Even tho he hasn't seen or talked with his bio mother he's had time to think about her reaction. This ring is for you. You should include whatever stones on it that you want. I think it's best that you do include his. You are telling him that you believe he's part of your family and that is a very important message to get across to him.

I know it hurts to be so little appreciated. I suggest that in a twisted way it's partly a good thing. His ability to be so verbally negative indicates that he feels secure in your love. I suggest he calls his mother's boyfriend his step-dad because he needs that term to feel secure. He knows you're his step-mom but he doesn't have to call you that. Also, he wants his birth mother's approval and she probably tells him to not call you step-mom. He may call her boyfriend step-dad at her request, too.

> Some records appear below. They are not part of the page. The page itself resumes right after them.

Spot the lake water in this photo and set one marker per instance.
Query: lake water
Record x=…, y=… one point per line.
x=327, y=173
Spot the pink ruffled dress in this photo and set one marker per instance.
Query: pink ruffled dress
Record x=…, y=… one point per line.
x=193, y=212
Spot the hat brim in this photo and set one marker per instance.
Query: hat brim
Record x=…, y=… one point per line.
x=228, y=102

I learned this as a foster mother. Children who feel unsure of a parent's love will not tell them off. My foster daughter, who I adopted, longed for her birth mother and never said anything negative about her. She'd tell me she hated me. Even as a young adult she was critical of the way I parented her while defending her birth mother's inability to parent. Her birth mother often abandoned her both emotionally and physically. I never did. My daughter is now 30 and has been loyal to me the last couple of years. She won't see or talk with her birth mother since she's finally secure enough within her own self that she can feel the pain caused by her birth mother.

From reading previous posts I am sure that your step-son is having more difficulty than the usual child has with his situation. I suggest that you are the most important person in his life. He can't tell you that and he has to try to push you away because in his experience the important people to him leave, either or perhaps both physically and emotionally. He's also testing you to see if he can be obnoxious enough you'll give up on him too.

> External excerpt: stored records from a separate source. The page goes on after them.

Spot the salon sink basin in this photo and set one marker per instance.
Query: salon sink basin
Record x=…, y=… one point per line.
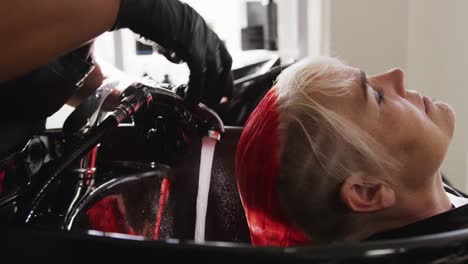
x=123, y=164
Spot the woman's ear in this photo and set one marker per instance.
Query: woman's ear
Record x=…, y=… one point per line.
x=366, y=194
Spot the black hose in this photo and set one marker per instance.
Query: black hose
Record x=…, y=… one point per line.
x=36, y=191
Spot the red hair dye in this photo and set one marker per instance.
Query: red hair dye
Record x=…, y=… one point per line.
x=257, y=169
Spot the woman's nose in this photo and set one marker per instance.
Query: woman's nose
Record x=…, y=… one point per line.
x=397, y=78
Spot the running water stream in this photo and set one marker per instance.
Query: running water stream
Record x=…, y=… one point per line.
x=206, y=162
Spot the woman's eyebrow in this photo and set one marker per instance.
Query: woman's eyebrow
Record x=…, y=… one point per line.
x=363, y=84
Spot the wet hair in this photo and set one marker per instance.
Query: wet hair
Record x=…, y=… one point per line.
x=319, y=148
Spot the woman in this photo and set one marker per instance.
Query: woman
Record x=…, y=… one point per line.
x=331, y=155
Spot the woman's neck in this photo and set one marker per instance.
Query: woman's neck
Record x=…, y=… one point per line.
x=413, y=206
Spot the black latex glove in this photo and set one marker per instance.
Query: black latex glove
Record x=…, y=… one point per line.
x=178, y=27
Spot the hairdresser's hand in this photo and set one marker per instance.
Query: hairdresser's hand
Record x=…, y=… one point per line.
x=178, y=27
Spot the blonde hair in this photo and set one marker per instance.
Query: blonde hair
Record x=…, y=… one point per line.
x=319, y=148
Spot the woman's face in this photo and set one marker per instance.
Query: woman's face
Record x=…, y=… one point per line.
x=413, y=128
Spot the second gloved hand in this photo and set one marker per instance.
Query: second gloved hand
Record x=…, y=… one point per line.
x=178, y=27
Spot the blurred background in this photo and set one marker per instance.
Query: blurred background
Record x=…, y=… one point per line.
x=426, y=38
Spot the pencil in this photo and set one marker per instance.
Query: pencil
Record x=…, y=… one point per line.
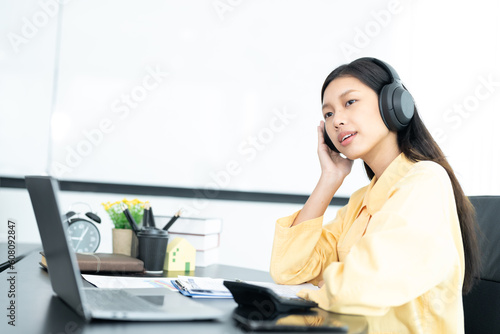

Usually we are told to let children see when they hurt us. I was told to work on accepting what my foster daughter said without showing the pain. I can't explain well the reasoning behind this but I know it helped in our situation. It has to do with modeling strength and a lack of vulnerability so that the child knows that we can not only take care of ourselves but we can take care of them, no matter what. If they can hurt us they have more power than we do.

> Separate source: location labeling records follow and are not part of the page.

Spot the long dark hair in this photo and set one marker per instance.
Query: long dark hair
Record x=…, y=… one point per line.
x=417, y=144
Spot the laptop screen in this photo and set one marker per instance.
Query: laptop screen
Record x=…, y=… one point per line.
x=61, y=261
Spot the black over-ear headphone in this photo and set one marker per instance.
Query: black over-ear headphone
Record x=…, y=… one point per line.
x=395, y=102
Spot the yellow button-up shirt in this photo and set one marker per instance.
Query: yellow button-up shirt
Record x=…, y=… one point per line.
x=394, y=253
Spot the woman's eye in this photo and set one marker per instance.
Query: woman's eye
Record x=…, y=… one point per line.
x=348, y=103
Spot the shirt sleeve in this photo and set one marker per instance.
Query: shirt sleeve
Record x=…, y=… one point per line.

Once I fully realized that her angry words and behavior were the result of her sense of security in my love I felt more confident and was able to feel hurt less often. When she said, "I hate you!" I'd either say, "that's OK, I love you!" in a calm and quiet voice. Or I'd completely ignore it.

I would like to suggest, tho I may be way off, that your step-son's over concern with germs is his way of handling his concern for his mother's lack of ability to care for him. He can protect himself from germs but he can't protect himself from his mother, sort of idea, grossly over simplified.

It's important for his father to step up and take care of him, protect him from germs and his birth mother's inabilities. As you've said, you're a step-mother and don't have the legal authority needed to protect him. For that he is angry, tho he doesn't understand it. He just knows he needs something and you, his father, his birth mother are not providing it.
It's safe to express his anger at you but not at the other people. And the phobia with germs is a way of expressing his pain.